Cette funeste importation américaine est à l’origine de tous les laisser-aller vestimentaires contemporains. Sans jean, point de cool attitude. On ne renoue avec l’élégance qu’en renonçant au jean. Ce principe ne souffre aucun accommodement.

On ne dîne pas avec le diable même avec une longue cuillère. Avec le jean, je croyais avoir atteint le fond. Mais non. Il me faut descendre encore plus bas et évoquer les chaussures, dites tennis et baskets.

Dans un sens, cela tombe bien : mes lecteurs les plus attentifs auront remarqué que mon présent inventaire suit un ordre allant de la tête aux pieds ! Donc, ces chaussures…

Quand j’étais collégien, je plaignais les professeurs d’éducation physique dont le métier oblige au port permanent du survêtement et des chaussures de sport.

Comment aurais-je pu imaginer que celles-ci s’imposeraient un jour aux pieds du plus grand nombre, hommes et femmes confondus ? Comment peut-on à ce point privilégier le confort au détriment de l’esthétique ? Il n’y a pas si longtemps, les tennis de sœur Emmanuelle suscitaient la moquerie.

blazer croisé

Et voilà qu’aujourd’hui toutes les femmes dans la rue sont des sœur Emmanuelle… Si je me suis permis cette brève – et pudique – incursion dans la garde-robe de nos compagnes, c’est parce que cette mode unisexe, déjà laide pour nous, l’est davantage pour elles, représentantes du « beau sexe ».

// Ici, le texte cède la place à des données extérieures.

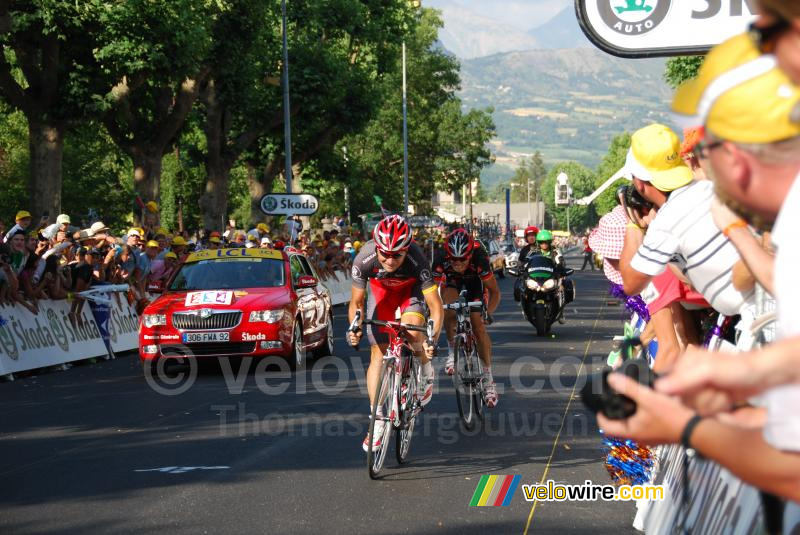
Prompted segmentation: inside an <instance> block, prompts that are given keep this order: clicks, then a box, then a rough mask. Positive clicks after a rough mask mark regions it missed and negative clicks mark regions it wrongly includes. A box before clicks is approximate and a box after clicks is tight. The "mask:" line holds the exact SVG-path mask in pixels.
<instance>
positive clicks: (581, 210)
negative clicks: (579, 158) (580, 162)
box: [542, 162, 597, 232]
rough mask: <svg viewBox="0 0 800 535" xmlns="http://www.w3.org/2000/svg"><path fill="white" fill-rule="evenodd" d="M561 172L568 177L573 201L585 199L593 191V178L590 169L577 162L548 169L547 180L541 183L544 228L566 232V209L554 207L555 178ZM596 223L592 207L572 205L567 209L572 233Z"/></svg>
mask: <svg viewBox="0 0 800 535" xmlns="http://www.w3.org/2000/svg"><path fill="white" fill-rule="evenodd" d="M561 172H564V173H566V174H567V176H568V177H569V186H570V187H571V188H572V199H573V200H575V199H580V198H581V197H585V196H587V195H589V194H590V193H592V191H594V183H595V176H594V173H593V172H592V171H591V170H590V169H588V168H587V167H585V166H583V165H581V164H579V163H577V162H560V163H557V164H555V165H554V166H553V167H552V168H551V169H550V172H549V173H548V174H547V178H545V180H544V182H543V183H542V197H543V200H544V202H545V209H546V212H547V215H546V216H545V226H546V227H548V228H550V227H552V228H558V229H562V230H566V229H567V207H566V206H556V205H555V185H556V177H557V176H558V175H559V173H561ZM596 222H597V214H596V212H595V210H594V207H593V206H592V205H589V206H579V205H576V204H573V205H572V206H570V207H569V227H570V229H571V230H572V231H573V232H582V231H583V230H585V229H586V228H589V227H591V226H592V225H594V224H595V223H596Z"/></svg>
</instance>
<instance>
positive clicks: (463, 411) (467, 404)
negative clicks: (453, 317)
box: [444, 290, 486, 431]
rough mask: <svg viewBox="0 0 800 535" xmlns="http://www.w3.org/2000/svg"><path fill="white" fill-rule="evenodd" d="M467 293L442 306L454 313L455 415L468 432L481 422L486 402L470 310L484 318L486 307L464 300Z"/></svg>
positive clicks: (453, 342)
mask: <svg viewBox="0 0 800 535" xmlns="http://www.w3.org/2000/svg"><path fill="white" fill-rule="evenodd" d="M466 296H467V291H466V290H462V291H461V293H460V294H459V296H458V300H457V301H455V302H453V303H450V304H449V305H444V308H445V309H449V310H454V311H455V312H456V335H455V337H454V338H453V357H454V358H453V369H454V372H453V386H454V387H455V389H456V401H457V402H458V413H459V414H460V415H461V423H462V424H463V425H464V429H466V430H467V431H471V430H472V429H473V428H474V427H475V422H476V421H477V419H478V418H480V419H481V420H482V419H483V408H484V405H485V404H486V401H485V399H484V397H483V366H482V365H481V359H480V358H478V342H477V340H476V339H475V334H474V333H473V331H472V321H471V320H470V317H469V314H470V311H471V310H472V309H473V308H477V307H480V310H481V313H482V314H483V315H484V316H485V314H486V308H485V307H484V304H483V302H482V301H467V297H466Z"/></svg>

La coquetterie masculine n’a cependant pas disparu. Mais, s’appliquant à des objets sans intérêt, elle inspire, au choix, pitié ou amusement. Il faut voir, par exemple, les efforts de certains pour garder leurs tennis immaculées ou pour nouer artistiquement leur « chèche »…

Cette coquetterie a pris aussi de nouvelles formes. Les bijoux ne sont plus réservés à une certaine communauté fière de sa bigarrure : bracelets de perles, en cuir tressé, en poil d’éléphant, que sais-je encore, ornent et alourdissent les poignets. Le corps, surtout, fait l’objet d’attentions inédites : teintures capillaires, chirurgie esthétique, musculation intensive, tatouages plus ou moins discrets…

L’homme classique constate ces évolutions mais y reste imperméable. Si son chef a grisonné, il le gardera grison. Il adoptera la même indifférence face aux autres atteintes du temps. Bien placées, les rides rapportent ; elles donnent de la valeur à un visage.

Son exercice physique se bornera à quelques mouvements quotidiens antirouille, tels ceux auxquels se livre Tintin au début de L’Oreille cassée : « Flexion des jambes, élévation des bras : un !… deux !… un !… deux !… »

L’homme classique n’est pas tatoué. Tout tatouage visible est à faire enlever. L’opération est certes coûteuse et douloureuse mais qui a accepté de souffrir pour s’enlaidir peut bien supporter le même tarif pour recouvrer son intégrité.